Arbusto (2–3 m) generalmente con pochi rami alterni sviluppati per lo più alle estremità, possiede una corteccia grigio-violacea o grigio piombo, con numerose lenticelle bianco-grigiastre rotonde nei rami giovani e allungate trasversalmente nei vecchi. Le foglie sono alterne caduche, con lamina ellittica, ottusa o più spesso acuminata, con 8 nervi per lato e margine intero.

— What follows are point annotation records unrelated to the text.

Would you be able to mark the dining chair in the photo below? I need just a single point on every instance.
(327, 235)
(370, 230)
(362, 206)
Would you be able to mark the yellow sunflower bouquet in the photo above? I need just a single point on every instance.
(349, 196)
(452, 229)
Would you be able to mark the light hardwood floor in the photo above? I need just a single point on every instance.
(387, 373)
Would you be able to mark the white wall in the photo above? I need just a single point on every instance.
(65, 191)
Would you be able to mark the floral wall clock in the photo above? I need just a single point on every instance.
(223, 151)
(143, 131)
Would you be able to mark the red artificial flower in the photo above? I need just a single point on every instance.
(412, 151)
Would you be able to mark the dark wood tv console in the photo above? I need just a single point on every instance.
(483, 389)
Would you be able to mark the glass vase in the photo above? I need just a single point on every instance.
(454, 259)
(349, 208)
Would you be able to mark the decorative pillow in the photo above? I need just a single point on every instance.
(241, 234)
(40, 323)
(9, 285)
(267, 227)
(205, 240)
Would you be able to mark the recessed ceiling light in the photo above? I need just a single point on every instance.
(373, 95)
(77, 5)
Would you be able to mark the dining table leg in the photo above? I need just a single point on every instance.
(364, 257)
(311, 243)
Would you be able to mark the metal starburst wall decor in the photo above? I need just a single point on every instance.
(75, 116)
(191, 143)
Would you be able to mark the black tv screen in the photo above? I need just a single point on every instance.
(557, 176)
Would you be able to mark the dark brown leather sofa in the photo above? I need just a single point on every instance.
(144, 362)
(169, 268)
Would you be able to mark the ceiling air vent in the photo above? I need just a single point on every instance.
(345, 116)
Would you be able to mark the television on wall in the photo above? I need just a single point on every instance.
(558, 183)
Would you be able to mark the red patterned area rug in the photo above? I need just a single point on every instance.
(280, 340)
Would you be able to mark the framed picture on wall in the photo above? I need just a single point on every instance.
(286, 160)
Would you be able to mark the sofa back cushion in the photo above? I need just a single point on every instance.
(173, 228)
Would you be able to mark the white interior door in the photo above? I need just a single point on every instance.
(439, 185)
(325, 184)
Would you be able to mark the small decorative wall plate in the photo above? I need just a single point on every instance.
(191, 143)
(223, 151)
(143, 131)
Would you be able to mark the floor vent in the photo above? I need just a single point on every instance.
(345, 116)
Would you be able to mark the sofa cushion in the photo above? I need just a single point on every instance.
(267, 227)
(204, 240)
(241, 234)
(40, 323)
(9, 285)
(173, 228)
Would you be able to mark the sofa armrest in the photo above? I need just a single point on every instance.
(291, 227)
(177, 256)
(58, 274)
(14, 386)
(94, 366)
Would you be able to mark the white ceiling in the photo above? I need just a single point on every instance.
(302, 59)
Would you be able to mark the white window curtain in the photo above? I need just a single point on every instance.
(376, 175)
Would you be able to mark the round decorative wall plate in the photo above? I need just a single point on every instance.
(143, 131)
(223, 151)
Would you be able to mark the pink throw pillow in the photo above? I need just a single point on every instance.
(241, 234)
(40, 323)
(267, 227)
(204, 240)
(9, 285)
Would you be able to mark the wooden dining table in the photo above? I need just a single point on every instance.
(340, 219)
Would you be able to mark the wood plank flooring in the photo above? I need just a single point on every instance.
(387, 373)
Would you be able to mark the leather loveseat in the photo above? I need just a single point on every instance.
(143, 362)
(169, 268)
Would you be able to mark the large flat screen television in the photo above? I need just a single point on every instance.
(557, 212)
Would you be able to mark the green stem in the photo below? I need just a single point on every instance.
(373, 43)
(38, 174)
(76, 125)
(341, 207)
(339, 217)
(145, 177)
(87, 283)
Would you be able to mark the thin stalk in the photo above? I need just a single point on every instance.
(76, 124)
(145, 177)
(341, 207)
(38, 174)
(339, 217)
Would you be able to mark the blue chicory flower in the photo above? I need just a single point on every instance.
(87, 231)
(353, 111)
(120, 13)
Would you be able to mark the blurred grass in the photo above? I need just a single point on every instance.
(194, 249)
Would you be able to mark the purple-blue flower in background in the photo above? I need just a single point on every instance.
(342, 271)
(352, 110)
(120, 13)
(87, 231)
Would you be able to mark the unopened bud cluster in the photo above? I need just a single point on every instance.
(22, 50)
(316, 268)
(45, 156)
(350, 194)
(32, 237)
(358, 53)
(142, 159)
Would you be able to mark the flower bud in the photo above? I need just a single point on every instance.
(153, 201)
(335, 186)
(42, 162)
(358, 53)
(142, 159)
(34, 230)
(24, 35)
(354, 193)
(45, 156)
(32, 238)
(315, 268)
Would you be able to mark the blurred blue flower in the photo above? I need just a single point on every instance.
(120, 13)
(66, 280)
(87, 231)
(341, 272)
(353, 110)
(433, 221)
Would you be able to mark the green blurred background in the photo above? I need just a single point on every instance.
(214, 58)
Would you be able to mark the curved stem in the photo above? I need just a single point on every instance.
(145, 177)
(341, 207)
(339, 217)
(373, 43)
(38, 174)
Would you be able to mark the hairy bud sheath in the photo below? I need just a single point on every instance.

Adulte sono glabre da giovani leggermente pelose come i giovanissimi rami e gemme. I fiori sono piccoli raccolti in fascetti ascellari di 2-6, ermafroditi, a 5 petali bianco-giallastri. I frutti maturi sono piccola drupe nero-bluastra di 6–7 mm, sferica, un po' più larga che lunga, con un seme per loggia di colore giallo, quasi rotondo, appiattito, con un tegumento coriaceo.

 

L'habitat della frangola

La frangola è originaria dell’Europa e dell’Asia cresce frequente nelle brughiere, lungo i corsi d’acqua; in boschi umidi di latifoglie su terreni preferibilmente acidi.

 

Cenni storici

Nei tempi antichi il carbone ottenuto dalla frangola era utilizzato per produrre ottima polvere pirica a fumo soprattutto nei paesi dell'est europeo, mentre nel bolognese venivano utilizzati i rametti per produrre cannucce per pipa.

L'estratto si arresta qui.